Semelee war damals fast jeden Tag – außer wenn es regnete – zum Meer hinuntergegangen, um ihre Augenmuscheln aufzulegen und mit den Vögeln zu fliegen, zu schweben, zu segeln, und mit den Fischschwärmen zu tauchen und durch die Tiefe zu schießen. Sie konnte sich sogar in eine Krabbe versetzen und über den sandigen Meeresboden wandern. Das waren die einzigen Gelegenheiten, wo sie sich lebendig … frei und ungebunden fühlte … als wäre sie ein Teil dessen, was sie sah, als gehörte sie wie selbstverständlich dazu.
Der Klang einer nur zu vertrauten Stimme, die sie plötzlich von hinten ansprach, holte sie unsanft an den Strand zurück.

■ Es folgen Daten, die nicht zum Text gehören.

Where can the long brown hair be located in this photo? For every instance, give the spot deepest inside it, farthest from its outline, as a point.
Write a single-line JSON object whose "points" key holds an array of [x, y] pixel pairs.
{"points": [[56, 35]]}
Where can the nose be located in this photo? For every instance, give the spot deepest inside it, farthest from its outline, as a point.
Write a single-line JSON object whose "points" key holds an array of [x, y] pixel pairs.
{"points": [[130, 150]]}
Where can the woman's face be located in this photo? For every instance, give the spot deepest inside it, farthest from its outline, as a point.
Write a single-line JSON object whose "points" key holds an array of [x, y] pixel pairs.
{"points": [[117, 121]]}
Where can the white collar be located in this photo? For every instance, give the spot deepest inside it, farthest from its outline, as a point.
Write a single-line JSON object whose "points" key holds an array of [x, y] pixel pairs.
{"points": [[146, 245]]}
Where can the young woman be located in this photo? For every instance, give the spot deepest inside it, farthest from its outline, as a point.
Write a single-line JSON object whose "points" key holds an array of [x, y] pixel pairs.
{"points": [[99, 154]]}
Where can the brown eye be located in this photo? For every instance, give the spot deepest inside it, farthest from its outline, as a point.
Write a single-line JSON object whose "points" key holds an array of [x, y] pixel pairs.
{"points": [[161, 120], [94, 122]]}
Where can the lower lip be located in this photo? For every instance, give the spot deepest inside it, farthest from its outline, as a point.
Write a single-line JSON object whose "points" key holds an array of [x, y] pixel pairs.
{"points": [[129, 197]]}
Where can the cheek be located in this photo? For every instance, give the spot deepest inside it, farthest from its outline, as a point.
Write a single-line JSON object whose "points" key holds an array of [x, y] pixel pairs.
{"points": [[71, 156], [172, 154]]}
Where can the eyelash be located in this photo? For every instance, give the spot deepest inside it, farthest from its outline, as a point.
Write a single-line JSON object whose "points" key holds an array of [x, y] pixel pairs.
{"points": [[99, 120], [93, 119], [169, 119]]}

»Hier verbringst du also deine ganze Zeit.«
Suzie musste erkannt haben, dass sie Semelee nicht mehr verletzen konnte, dass ihre Hänseleien und Attacken nicht mehr die gewünschte Wirkung hatten. Daher war sie ihr gefolgt, um den Grund zu erfahren.
»Ich dachte schon, du hättest vielleicht einen neuen Freund«, sagte Suzie, »dabei sitzt du hier nur mit diesen dämlichen Muscheln auf den Augen herum. Du warst schon immer eine Verliererin, Semelee, aber jetzt hast du auch noch den Verstand verloren.«
Als Semelee noch nicht einmal die Muscheln von den Augen nahm oder sich die Mühe machte, etwas darauf zu erwidern, geriet Suzie in Wut.